AnitSMASH stands for Antibiotics and Secondary Metabolites Analysis Shell and is used for the detection of secondary metabolites. To use AntiSMASH you first have to download your polished genome assembly from galaxy and then upload it to the AntiSMASH website. (https://antismash.secondarymetabolites.org/#!/start). After the it has finished the analysis job you will first be presented with a list of all detected secondary metabolite gene clusters, denoted as Region 1, Region 2 etc (labelled as number 5 in image). It will also tell you for each gene cluster the most similar known cluster detected in the MiBiG database, and the Similarity to that cluster. The Similarity is the percentage of genes within most similar known compound that have a significant BLAST hit to genes within the current region.

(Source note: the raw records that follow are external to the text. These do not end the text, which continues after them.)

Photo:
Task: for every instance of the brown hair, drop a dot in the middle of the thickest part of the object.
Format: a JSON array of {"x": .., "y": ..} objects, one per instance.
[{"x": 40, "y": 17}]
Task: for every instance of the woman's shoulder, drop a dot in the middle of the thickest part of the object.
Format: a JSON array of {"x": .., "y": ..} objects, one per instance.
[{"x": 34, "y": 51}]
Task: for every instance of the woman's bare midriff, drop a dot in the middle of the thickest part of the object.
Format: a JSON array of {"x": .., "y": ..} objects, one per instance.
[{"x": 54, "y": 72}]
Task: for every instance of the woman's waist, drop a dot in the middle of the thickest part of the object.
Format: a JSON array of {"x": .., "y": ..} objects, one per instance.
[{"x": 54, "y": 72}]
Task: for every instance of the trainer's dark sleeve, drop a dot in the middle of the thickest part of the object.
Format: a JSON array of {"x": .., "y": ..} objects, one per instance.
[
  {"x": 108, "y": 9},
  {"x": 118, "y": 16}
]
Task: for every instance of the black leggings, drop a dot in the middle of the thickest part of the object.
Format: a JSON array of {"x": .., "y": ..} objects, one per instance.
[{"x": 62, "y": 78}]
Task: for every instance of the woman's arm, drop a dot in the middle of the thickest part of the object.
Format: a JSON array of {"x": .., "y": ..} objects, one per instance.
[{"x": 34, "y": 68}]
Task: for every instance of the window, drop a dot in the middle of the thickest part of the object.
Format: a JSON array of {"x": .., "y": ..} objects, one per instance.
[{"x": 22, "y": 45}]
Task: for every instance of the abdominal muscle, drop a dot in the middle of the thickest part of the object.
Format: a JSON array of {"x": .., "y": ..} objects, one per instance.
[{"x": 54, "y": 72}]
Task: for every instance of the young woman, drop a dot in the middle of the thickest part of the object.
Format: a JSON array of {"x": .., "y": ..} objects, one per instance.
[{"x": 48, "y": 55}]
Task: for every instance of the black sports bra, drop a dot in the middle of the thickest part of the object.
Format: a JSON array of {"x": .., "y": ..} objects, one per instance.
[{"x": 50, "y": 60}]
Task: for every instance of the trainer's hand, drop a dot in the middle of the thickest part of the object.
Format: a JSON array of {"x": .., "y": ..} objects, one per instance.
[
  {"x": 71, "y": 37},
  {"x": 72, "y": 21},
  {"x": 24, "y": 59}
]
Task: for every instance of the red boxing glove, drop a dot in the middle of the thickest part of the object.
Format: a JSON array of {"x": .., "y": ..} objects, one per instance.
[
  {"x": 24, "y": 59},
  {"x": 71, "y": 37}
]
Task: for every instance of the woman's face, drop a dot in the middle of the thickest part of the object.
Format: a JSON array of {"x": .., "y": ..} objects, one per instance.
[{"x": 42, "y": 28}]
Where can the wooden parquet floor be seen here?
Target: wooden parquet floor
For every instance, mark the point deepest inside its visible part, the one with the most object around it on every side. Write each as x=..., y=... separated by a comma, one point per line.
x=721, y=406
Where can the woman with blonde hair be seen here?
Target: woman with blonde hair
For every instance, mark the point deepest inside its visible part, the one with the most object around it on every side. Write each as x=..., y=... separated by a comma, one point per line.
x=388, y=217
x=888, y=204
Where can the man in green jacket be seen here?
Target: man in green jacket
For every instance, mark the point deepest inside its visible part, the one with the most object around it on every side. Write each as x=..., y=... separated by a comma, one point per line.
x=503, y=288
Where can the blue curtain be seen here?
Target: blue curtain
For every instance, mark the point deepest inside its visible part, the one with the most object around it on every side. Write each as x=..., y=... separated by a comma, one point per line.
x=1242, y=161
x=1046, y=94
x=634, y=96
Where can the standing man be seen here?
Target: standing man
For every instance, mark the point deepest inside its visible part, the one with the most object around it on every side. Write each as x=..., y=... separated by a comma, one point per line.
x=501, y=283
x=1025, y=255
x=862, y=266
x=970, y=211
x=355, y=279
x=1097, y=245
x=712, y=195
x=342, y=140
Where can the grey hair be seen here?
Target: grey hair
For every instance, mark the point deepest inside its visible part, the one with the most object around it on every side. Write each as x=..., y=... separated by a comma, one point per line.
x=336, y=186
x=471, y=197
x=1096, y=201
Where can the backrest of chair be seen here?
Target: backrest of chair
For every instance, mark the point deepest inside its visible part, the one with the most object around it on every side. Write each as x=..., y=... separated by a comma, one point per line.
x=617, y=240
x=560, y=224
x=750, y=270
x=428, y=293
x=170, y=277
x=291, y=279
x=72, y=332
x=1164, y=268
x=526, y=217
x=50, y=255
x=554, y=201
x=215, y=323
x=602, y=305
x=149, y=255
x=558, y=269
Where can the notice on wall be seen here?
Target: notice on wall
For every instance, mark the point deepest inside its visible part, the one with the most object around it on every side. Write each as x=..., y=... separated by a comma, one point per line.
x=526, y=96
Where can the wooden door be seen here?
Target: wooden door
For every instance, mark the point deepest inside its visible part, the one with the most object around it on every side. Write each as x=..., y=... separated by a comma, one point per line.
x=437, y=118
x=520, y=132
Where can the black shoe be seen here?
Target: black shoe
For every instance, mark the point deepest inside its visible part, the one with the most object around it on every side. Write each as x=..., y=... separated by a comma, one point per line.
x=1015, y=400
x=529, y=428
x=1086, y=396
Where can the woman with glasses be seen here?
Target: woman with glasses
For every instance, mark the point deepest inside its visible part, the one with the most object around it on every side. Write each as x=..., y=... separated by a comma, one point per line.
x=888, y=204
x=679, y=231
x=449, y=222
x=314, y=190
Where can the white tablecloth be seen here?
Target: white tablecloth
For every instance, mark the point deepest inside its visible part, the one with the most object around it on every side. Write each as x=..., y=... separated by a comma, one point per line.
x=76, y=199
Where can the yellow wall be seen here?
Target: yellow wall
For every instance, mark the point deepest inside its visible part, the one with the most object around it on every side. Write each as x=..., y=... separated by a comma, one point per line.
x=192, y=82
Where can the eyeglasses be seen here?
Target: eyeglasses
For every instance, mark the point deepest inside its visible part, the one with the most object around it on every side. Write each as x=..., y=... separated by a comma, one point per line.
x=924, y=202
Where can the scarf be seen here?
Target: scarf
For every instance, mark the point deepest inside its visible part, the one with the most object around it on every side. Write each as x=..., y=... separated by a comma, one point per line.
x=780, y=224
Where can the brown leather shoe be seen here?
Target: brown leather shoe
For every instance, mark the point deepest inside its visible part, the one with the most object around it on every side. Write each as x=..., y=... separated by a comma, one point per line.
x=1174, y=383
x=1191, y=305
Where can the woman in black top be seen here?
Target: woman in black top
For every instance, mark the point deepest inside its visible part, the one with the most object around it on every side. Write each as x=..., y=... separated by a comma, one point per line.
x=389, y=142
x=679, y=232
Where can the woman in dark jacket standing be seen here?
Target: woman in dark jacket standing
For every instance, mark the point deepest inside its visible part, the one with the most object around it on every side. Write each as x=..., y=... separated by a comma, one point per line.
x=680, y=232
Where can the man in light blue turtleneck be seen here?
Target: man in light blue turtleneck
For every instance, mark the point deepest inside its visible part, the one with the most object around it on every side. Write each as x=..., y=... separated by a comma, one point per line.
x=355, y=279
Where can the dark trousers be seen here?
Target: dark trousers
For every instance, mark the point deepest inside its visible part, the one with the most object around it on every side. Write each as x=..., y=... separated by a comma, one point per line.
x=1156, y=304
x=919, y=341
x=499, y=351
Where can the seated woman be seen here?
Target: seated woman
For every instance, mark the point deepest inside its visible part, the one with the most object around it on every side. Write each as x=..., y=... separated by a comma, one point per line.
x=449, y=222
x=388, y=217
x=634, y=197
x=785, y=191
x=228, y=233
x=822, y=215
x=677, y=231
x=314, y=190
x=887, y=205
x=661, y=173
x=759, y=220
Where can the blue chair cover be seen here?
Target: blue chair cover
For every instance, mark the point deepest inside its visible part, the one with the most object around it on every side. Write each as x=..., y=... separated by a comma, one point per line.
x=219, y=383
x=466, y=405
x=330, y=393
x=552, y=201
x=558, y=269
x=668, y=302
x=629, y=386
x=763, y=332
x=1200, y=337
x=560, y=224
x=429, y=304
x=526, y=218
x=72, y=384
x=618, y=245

So, the Similarity is NOT the same as the percentage identity that is an output of a Blast search. For more information on each Region, click on the number in the top (labeled as 2 in image). If you have experimental data on for example the bioactivity of your strain, try to match that to the potential compounds detected by AntiSMASH. For more information:

Discussion 01 - AntiSMASH

Solution

TBD

Abricate

ABRicate is a tool for the detection of antimicrobial and virulence genes. It is also available on Galaxy, so you don’t have to download your assembly for this. It uses different databases for example CARD to detect virulence genes in the genome. For more information: https://github.com/tseemann/abricate.
See below an example of default parameters with CARD database selected, an explanation of the output table and an example output.

Discussion 02 - Abricate

Solution

TBD

Blast

Lastly, you can also simply blast genes of interest against your assembled genome. For that you will first have to download the nucleotide or amino acid sequence of your gene of interest from NCBI (https://www.ncbi.nlm.nih.gov/). Then you can use nucleotide Blast or tblastn (dependent if you have the nt or aa of your gene of interest). Use the option align two or more sequences. Below an example for finding a gene of interest in your assembled genome.

Key Points

  • Genome annotation starts by identifying genes and other functional elements (rRNA, tRNA, etc.) within the nucleotides. This is followed by comparison with databases of interest to predict the functions encoded in the genes.